The Bharatiya Janata Party had centered its Lok Sabha election campaign on national security and with the Union Budget approaching, the defence forces have high hopes that implementation of some of the top-most manifesto promise will see the light of day.
Add to it that newly appointed finance minister Nirmala Sitharaman is the erstwhile defence minister, the expectation of a special focus on the sector has increased.
The strategic imperative of creating a solid defence industrial base has been well recognised. During the first NDA regime, speaking at the Aero India show in February 2015, the Prime Minister had said that defence manufacturing was “at the heart of the Make in India programme” and that the country should aim to manufacture 70 per cent of military equipment domestically in the next five years.
By the end of the term, the proposed defence manufacturing ecosystem had, along with Make in India, slipped out of sight.
Union Budget 2019 is expected to address the shrinking resources for military modernisation and the consequent need for structural change in the armed forces.
With a budget of Rs 4,31,011 crore in the Interim Budget 2019-20, Ministry of Defence (MoD) accounted for 15.5 per cent of total central government expenditure (CGE).
However, following the grant of one-rank-one-pension and the implementation of the 7th Pay Commission, manpower costs of salary and pension account for over 70 per cent of the defence budget, leaving little room for modernisation.
In the budget of 2018-19, the allocation for pensions grew 27 per cent over the previous year, while capital expenditure rose by only 9 per cent.
As a result, the capital procurement budget, which is critical for defence modernisation, has seen a marked fall in its share in the budget. In fact, spending on modernisation has declined from 26 per cent of the MoD’s expenditure in 2011-12 to 18 per cent in 2018-19.

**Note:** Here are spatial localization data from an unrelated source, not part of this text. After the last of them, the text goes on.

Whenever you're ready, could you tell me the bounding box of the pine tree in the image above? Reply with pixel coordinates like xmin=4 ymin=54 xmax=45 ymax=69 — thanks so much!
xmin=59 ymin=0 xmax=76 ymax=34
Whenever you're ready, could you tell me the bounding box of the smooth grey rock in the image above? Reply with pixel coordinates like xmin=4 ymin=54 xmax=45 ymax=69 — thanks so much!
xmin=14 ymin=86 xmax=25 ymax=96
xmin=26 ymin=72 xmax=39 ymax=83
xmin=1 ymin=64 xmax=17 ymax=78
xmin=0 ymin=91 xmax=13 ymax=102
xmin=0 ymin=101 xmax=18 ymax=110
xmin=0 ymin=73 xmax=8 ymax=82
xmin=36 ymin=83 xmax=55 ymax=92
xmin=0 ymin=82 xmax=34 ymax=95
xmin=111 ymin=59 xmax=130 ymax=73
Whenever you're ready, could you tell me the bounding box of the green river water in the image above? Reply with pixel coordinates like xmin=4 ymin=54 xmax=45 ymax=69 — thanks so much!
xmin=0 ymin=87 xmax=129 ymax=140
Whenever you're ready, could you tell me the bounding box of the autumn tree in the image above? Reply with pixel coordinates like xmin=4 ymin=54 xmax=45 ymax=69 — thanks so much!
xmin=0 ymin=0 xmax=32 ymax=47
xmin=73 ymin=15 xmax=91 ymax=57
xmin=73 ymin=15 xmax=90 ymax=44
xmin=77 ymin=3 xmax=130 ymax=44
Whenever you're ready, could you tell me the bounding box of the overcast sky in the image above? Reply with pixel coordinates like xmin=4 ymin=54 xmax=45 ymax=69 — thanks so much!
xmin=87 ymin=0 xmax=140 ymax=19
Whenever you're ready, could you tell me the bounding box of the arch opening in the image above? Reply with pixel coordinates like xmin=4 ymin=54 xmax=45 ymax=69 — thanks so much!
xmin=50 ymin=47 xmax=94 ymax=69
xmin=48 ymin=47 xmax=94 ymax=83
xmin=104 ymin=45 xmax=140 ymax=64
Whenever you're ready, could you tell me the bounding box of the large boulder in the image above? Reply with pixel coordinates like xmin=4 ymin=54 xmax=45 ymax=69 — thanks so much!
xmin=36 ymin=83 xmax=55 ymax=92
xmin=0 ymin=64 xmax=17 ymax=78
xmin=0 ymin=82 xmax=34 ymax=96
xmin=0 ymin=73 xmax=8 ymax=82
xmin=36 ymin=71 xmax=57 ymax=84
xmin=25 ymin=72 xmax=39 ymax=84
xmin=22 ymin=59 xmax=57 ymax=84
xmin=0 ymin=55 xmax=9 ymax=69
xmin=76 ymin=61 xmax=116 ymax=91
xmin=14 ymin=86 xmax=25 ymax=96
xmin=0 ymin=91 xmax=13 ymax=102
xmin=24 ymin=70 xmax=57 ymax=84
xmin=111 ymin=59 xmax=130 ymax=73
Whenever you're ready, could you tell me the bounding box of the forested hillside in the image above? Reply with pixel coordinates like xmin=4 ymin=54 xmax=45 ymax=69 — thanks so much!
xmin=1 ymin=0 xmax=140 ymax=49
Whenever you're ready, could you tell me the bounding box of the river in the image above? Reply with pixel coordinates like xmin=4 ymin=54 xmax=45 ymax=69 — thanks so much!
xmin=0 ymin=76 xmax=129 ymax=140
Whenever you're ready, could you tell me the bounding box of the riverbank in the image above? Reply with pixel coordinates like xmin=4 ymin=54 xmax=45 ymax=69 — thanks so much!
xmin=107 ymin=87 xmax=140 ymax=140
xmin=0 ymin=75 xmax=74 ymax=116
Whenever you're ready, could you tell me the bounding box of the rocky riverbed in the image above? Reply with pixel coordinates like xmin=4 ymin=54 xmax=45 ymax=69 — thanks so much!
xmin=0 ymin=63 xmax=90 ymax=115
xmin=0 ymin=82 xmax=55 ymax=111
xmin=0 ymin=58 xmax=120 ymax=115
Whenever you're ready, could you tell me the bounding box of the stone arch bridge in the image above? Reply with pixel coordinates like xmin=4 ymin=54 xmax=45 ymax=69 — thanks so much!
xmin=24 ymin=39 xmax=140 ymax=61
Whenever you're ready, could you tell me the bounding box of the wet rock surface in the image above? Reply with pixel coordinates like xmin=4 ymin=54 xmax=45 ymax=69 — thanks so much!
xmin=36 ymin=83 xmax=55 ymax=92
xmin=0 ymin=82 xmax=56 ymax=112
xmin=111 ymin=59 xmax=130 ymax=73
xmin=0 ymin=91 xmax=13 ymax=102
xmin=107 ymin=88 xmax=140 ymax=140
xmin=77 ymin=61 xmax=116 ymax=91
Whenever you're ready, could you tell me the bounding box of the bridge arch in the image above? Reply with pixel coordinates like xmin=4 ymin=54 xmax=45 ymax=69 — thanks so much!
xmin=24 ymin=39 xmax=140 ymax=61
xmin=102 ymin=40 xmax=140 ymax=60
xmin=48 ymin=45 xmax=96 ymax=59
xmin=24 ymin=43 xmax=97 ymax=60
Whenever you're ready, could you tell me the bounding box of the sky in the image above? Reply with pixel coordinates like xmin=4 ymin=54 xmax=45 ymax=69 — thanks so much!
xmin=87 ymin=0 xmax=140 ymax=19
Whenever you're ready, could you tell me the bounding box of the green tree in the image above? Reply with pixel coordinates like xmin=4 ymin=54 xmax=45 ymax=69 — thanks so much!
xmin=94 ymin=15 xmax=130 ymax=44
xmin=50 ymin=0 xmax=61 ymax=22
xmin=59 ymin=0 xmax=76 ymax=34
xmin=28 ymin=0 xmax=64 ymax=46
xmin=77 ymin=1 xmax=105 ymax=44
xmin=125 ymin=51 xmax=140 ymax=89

To provide greater momentum to the modernisation of the armed forces, there is a need to enhance defence spending. Former finance minister Arun Jaitley had in March admitted to this and said India needs a bigger defence budget to modernise its armed forces during the next six-seven years.
The defence ministry has a task at hand to fulfil the requirements for new assault rifles, artillery guns, and bulletproof jackets for the Army to submarines and helicopters for the Navy and fighter jets for the Air Force (IAF).
Some big acquisition projects are lined up like S-400 air defence system from Russia worth 5.4 billion dollars. India is also looking to buy MH-60 Romeo naval multi-role helicopters from the US for 2.6 billion dollars apart from an air defence system and drones.
While the three services have lined up some big ticket purchases, the finance minister may have little room for manoeuvring considering the overall fiscal situation.
To overcome the constraints, the government may have to get more creative in how it generates the funds. A case in point being, the MoD, being the largest landholder in the government, sits on vast tracts of land measuring 1.73 million acres.
A large portion of this land is unused or under-used. Given that much of the land is in prime areas, its judicious commercial exploitation, while keeping security concerns in view, would generate resources, which, in turn, could be channelled for modernisation.
For optimisation of resources, MoD has already started implementing some of the recommendations of the Committee of Experts (CoE) it had set up under the chairmanship of Lt. Gen. (Retd.) D.B. Shekatkar with the mandate of suggesting measures to “enhance combat capability and rebalance defence expenditure”.
The implementation of the pending reforms measures suggested by the CoE may be expedited to achieve the intended objectives.